While CIF lists many donors and has helped many, many people in its two decades and counting, Schroeder would like to increase awareness. While of course not wishing for natural disasters to happen to anyone, she knows that when they do happen there are more people in need who could be applying.  

The topic of raising awareness comes up a lot when speaking to Schroeder. When not raising awareness—and dollars—for CIF, Schroeder has a passion for raising up the collision repair industry as a whole through awareness. 

“My personal goal that I hope the industry would buy into is making more people aware of what the collision industry means today,” says Schroeder. “That it is not a secondary choice, that it has great opportunities for people that enjoy working with their hands or computers or managing. This is a great industry.” 

At the January Collision Industry Conference in Palm Springs, California, Schroeder wasn’t originally a scheduled speaker. But with the largest assembled crowd in CIC history in front of her, she took to the podium shortly after the lunch break to make a passionate appeal to raise the profile of the collision repair industry to help solve its biggest challenges. She entreated the professionals in the room to unite under a mission statement to this effect, and advocated for some methods of promotion including getting a celebrity endorser aligned with the automotive industry. 

“I would call it a personal plea, that we all need to work together for the benefit of everybody,” says Schroeder. “That's basically my goal. This is my larger picture that I want to work on.” 

“Everybody” is a key word. Schroeder is quick to point out she wants to help anyone wanting to get into collision repair and show them it’s a great trade, regardless of their background. It’d be understandable if Schroeder was singularly focused on fostering opportunities for women in collision repair. After all, in the late 60s, in Germany, Schroeder was nothing short of a trailblazer as a woman in the automotive industry. More than 50 years later, opportunities for women still lag behind. In the 2022 FenderBender Industry Survey of shop leaders, 92% of respondents were male. 

Anything But “Retired” 

While Schroeder’s current volunteer work is focused around CIF, she pays special attention to doing what she can for women entering the industry or moving up within it. She offers whatever time and resources she has, whether that’s some advice or making a professional connection.  

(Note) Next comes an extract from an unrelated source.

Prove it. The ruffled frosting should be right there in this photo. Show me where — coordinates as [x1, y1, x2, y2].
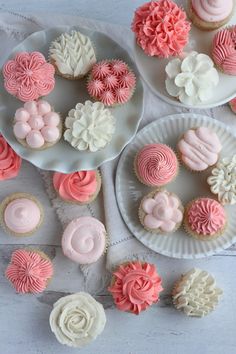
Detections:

“I stay in touch with the some of the scholarship winners from WIN,” says Schroeder. “In fact, I just talked to somebody who was now leading up the SkillsUSA collision repair session, and she was a scholarship winner from WIN. So I stay in touch with these young women, or not so young women anymore, and try to be a sounding board, not so much a mentor. Because every time we talk, and they think I'm their mentor, they are a mentor to me, because they change, they share things with me that I collect, or I put into my mental bag.” 

While Schroeder is retired and in theory has plenty of time available for volunteer work, this much volunteer work has to make one wonder how she does it all. She likes to unplug with a game of tennis, or spending time with her seven grandchildren.  

“My husband would probably say that I work far too much consider that I am retired,” she laughs, “but he's fully supportive of what I'm doing.” 

But Schroeder has no plans to slow down anytime soon. As long as she’s feeling mentally and physically healthy, she’ll keep working on her mission to raise the profile of the collision repair industry. It’s too important a mission to stop now. 

“The collision repair industry is a great industry to work in,” Schroeder says. “But it's not very well known as such, we still have a kind of a blue eye or a black eye being looked at a dirty job. And that's not the case. Because collision repair is so much advanced.”